Fireworks AI Introduces FireAttention: A Custom CUDA Kernel Optimized …

Mixture-of-Experts (MoE) is an architecture based on the “divide and conquer” principle to solve complex tasks. Multiple individual machine learning (ML) models (called experts) work individually based on their specializations to provide the most optimal results. To better understand their use cases, Mistral AI recently released Mixtral, an open-source high-quality MoE model that outperformed or matched GPT-3.5 on most standard benchmarks and was first hosted on Fireworks AI’s platform.

Although the platform demonstrated an impressive inference speed of up to 175 tokens/sec, the researchers at Fireworks AI have tried to improve the efficiency of serving MoE models without significantly impacting the quality. They have introduced a large language model (LLM) serving stack having FP16 and FP8-based FireAttention, which delivers four times better speed-up than other open-source software. FireAttention is a custom CUDA kernel that has been optimized for Multi-Query Attention Models like Mixtral and for FP16 and FP8 support in hardware. 

Quantization methods like SmoothQuant and AWQ fell short of improving the model performance, especially during generation. The main reason for that is LLM activations have non-uniform distribution, which is challenging for integer methods. On the contrary, FP8 leverages hardware support, which makes it flexible to deal with such distributions.

For evaluation, the researchers have considered a very general setup of prompt length 1K and the number of generated tokens as 50, which covers long prompt and short generation use cases. Their quality and performance study is based on the Mixtral model. They focused on language understanding and used the MMLU metric for measuring the model quality. The MMLU metric consists of enough test data examples, and the Mixtral model also performs quite well on it, allowing for easy detection of any quantization error. For assessing the latency and throughput, they used the following two metrics: token generation latency for a given number of requests/second (RPS) and total request latency for a given RPS.

The results show that the Fireworks FP16 Mixtral model implementation is superior to that of vLLM (a high-throughput and memory-efficient inference and serving engine for LLMs). Moreover, the FP8 implementation is significantly better than the already efficient FP16 one. Additionally, it reduces the model size by two times and, therefore, allows for a more efficient deployment. When it is combined with the memory bandwidth and FLOPs speed-ups, it leads to a considerable improvement (2x) of the effective requests/second. Lastly, as there is no one-size-fits-all approach regarding the performance of LLMs, different vLLM and Fireworks LLM service configurations show their strengths in different setups.

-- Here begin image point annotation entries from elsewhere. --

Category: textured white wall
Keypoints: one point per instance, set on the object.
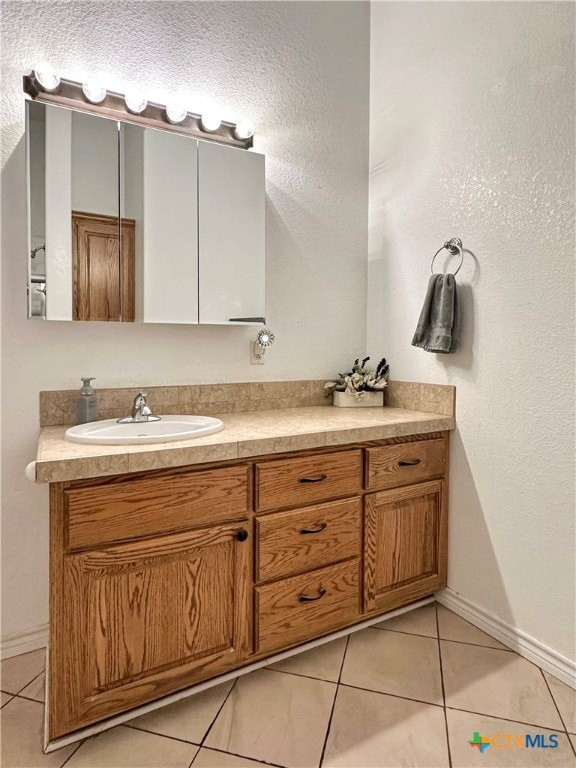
(288, 66)
(472, 135)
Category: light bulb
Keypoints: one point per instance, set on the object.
(94, 90)
(244, 129)
(176, 111)
(46, 76)
(135, 101)
(210, 121)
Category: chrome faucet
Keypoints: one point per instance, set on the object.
(141, 411)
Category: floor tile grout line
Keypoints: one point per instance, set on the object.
(333, 703)
(154, 733)
(220, 708)
(245, 757)
(506, 719)
(558, 710)
(19, 691)
(301, 674)
(444, 639)
(28, 698)
(393, 695)
(71, 755)
(443, 688)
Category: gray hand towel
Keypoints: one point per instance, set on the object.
(438, 328)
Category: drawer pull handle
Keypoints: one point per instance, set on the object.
(321, 527)
(308, 599)
(312, 479)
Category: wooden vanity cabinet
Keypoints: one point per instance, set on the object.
(135, 620)
(162, 579)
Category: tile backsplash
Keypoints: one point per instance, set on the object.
(57, 407)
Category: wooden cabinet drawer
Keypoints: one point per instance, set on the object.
(394, 465)
(134, 507)
(285, 618)
(301, 481)
(299, 540)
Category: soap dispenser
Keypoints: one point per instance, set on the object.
(86, 403)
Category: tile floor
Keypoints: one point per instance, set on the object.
(411, 691)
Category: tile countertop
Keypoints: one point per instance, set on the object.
(244, 435)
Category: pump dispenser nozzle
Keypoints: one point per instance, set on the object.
(86, 388)
(86, 403)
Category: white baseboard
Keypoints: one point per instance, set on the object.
(23, 642)
(527, 646)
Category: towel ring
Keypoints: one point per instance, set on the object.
(453, 246)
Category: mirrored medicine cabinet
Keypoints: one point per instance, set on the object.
(136, 224)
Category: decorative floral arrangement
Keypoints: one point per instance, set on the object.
(360, 379)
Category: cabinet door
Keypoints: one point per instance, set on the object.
(231, 211)
(405, 545)
(135, 622)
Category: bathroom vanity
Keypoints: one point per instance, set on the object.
(165, 577)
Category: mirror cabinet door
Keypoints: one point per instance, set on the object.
(128, 223)
(74, 233)
(231, 204)
(159, 199)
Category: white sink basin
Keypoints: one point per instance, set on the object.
(109, 432)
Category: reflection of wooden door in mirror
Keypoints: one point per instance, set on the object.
(103, 274)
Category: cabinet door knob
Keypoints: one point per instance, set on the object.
(312, 479)
(320, 528)
(308, 599)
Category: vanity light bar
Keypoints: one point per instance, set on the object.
(70, 93)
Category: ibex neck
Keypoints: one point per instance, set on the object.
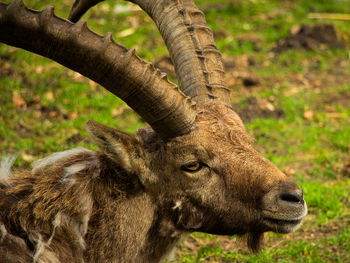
(127, 227)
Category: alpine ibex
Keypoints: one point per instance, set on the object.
(193, 169)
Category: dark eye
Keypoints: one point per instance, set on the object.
(192, 167)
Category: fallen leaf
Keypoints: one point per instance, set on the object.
(73, 115)
(309, 115)
(18, 100)
(49, 96)
(27, 157)
(289, 171)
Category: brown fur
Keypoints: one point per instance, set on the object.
(132, 202)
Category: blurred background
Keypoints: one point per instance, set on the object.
(288, 65)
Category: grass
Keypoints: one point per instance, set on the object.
(44, 108)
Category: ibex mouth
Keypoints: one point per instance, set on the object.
(282, 225)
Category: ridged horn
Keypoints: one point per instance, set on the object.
(144, 88)
(190, 42)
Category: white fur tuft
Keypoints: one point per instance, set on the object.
(5, 168)
(53, 158)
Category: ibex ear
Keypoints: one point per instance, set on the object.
(122, 148)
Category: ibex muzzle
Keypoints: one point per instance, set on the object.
(194, 169)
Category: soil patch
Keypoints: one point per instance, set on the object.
(317, 37)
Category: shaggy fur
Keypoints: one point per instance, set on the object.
(133, 201)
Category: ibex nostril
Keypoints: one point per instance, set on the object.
(292, 197)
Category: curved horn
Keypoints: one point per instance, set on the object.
(80, 7)
(190, 42)
(144, 88)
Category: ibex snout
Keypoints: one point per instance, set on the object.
(284, 207)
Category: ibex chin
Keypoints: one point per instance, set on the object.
(193, 169)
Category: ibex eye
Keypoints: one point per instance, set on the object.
(192, 167)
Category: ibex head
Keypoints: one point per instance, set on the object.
(196, 161)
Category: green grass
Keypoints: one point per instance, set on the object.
(57, 104)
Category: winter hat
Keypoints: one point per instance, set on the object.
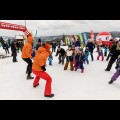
(39, 40)
(30, 39)
(69, 46)
(80, 49)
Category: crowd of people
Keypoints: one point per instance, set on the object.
(37, 56)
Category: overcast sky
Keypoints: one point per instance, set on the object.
(58, 27)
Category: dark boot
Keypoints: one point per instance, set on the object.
(107, 69)
(75, 69)
(36, 85)
(29, 77)
(52, 95)
(111, 81)
(82, 71)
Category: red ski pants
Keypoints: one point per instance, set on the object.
(45, 76)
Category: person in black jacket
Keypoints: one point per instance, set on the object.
(115, 52)
(53, 47)
(38, 44)
(61, 53)
(6, 47)
(77, 44)
(91, 47)
(14, 51)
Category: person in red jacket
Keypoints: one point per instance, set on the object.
(38, 68)
(27, 55)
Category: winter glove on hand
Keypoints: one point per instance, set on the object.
(43, 67)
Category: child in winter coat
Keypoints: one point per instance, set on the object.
(105, 50)
(79, 60)
(50, 59)
(69, 58)
(117, 73)
(100, 53)
(86, 54)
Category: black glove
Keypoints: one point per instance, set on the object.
(43, 67)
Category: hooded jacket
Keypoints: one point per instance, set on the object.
(27, 49)
(41, 57)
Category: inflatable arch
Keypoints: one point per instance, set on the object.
(9, 26)
(104, 38)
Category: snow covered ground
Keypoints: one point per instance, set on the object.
(66, 85)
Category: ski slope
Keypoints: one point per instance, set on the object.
(66, 85)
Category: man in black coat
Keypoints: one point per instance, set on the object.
(6, 47)
(91, 47)
(61, 53)
(14, 51)
(53, 47)
(115, 52)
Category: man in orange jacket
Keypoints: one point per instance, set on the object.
(27, 55)
(38, 68)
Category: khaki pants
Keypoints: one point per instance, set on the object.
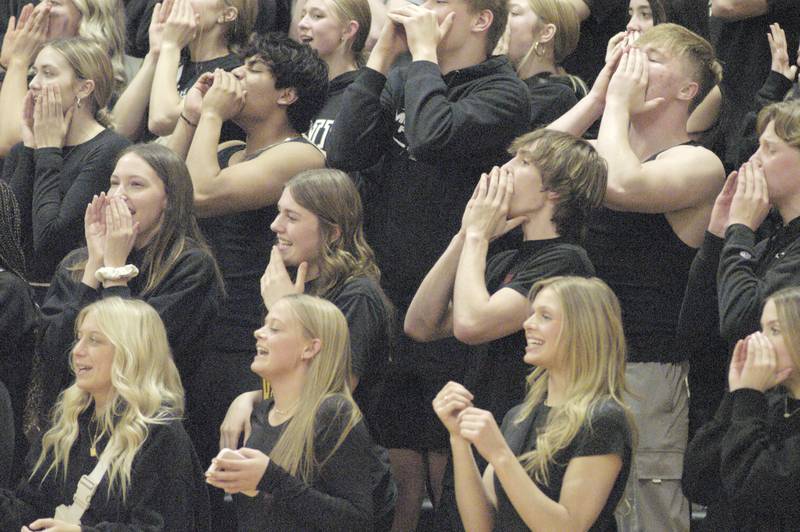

In conclusion, FireAttention FP16 and FP8 implementations provide a remarkable tradeoff for LLM in terms of accuracy and performance tradeoff. More specifically, FP8 shrinks the model size twice and improves the number of effective requests/second by the same amount, highlighting its superiority over previous quantization methods. This research paper marks a significant step in developing even more efficient serving for MoE models like Mixtral with negligible impact on quality.